Ten tydzień w Eurolidze przebiegł pod znakiem rywalizacji w fazie play-in o dwa pozostałe miejsca w play-offach. Siódme miejsce zajmowane po sezonie zasadniczym obroniło Maccabi Tel Awiw. Zespół ten gra swoje mecze w Belgradzie i tam też rozegrał swoje spotkanie z Baskonią. Maccabi w kolejnych kwartach rzuciło 28, 27, 31 i 27 punktów. Pewnie wygrało 113:85 z ekipą z Kraju Basków. Koszykarze drużyny Oteda Kattasha trafili aż 19 na 36 trójek. Lorenzo Brown zdobył 29 punktów, a Wade Baldwin – 26. Maccabi teraz czeka pasjonująca walka o Final Four z Panathinaikosem.
Tego samego dnia o zachowanie szans o awans zagrały Anadolu Efez i Virtus Segafredo Bolonia. Spotkanie było niezwykle wyrównane, a losy rywalizacji rozstrzygnęły się w końcówce. Ważny rzut za 3 punkty trafił Iffe Lundberg, a włoski zespół triumfował 67:64.

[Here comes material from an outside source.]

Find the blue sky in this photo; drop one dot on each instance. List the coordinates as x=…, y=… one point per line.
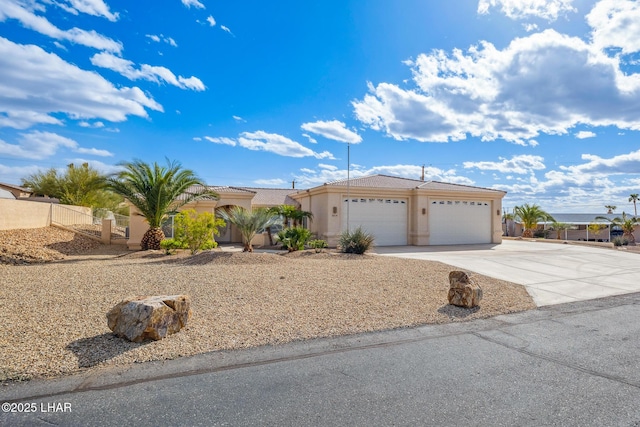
x=539, y=98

W trzecim meczu fazy play-in zmierzyły się Baskonia i Virtus Segafredo Bolonia. Co ciekawe, tydzień wcześniej te ekipy zagrały w ostatniej kolejce sezonu zasadniczego o zajęcie 8. miejsca. Wygrała Baskonia i powtórzyła ten sukces w starciu ostatniej szansy o fazę pucharową. Po pierwszej połowie był remis 41:41. Gospodarze pod wodzą Markusa Howarda zdominowali trzecią kwartę – 31:16 i ostatecznie pewnie wygrali 89:77. Howard zakończył spotkanie z dorobkiem 28 punktów i 8 trafieniami za 3 punkty.
Od wtorku od piątku rozegrane zostaną pierwsze spotkania fazy play-off. Gospodarzami dwóch pierwszych meczów będą wyżej notowane ekipy. Wspomnieliśmy już o pojedynku Panathinaikosu z Maccabi. Baskonia w nagrodę za awans będzie rywalizować z Realem Madryt, czyli niekwestionowanym numerem jeden sezonu zasadniczego. Wspaniale zapowiada się starcie Barcelony z Olympiakosem. Wiele emocji dostarczy nam także rywalizacja AS Monako i Fenerbahce.